In order to keep our physical and mental health in check, Grady suggests four brain-saving tips to help.
First, find your priorities. Make a list of what matters most to you and rank them. This list it will enable you to focus on one priority at a time based on what takes precedence.
Once your priorities are set, rank your performance of each one. A one is poor, a 10 is perfect. Your goal is not necessarily to make drastic increases in a short amount of time, but to make slight improvements in order to reach your goal.
Now you can devote yourself to what really matters. Grady suggests focusing 80 percent of your time on your top three to five priorities. Make sure you have the emotional and physical energy to devote to them, because you should not have to apologize for spending time on them.

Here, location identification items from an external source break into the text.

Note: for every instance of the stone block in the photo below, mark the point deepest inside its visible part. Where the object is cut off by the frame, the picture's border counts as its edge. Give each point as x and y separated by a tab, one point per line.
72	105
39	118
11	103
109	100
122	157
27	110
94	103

Her last tip is to cut out the interruptions. One of the biggest risks that threaten our priorities are distractions caused by multitasking. Some of these interruptions include social media, phone calls or even emails. These distractions can detract 10 to 15 minutes of our day, possibly more time when you have to re-engage on your task. Grady suggests turning off technology and notifications unless it is absolutely necessary to have them on.
"If we save 30 minutes a day being more productive – the time it takes for two or three interruptions – that is the equivalent of having an extra 22 days a year," Grady says.
Take it from Grady, as an accomplished speaker and author of 52 Strategies of Life, Love and Work, multitasking is not the way to go. Set your priorities, accomplish them and remember one task at a time.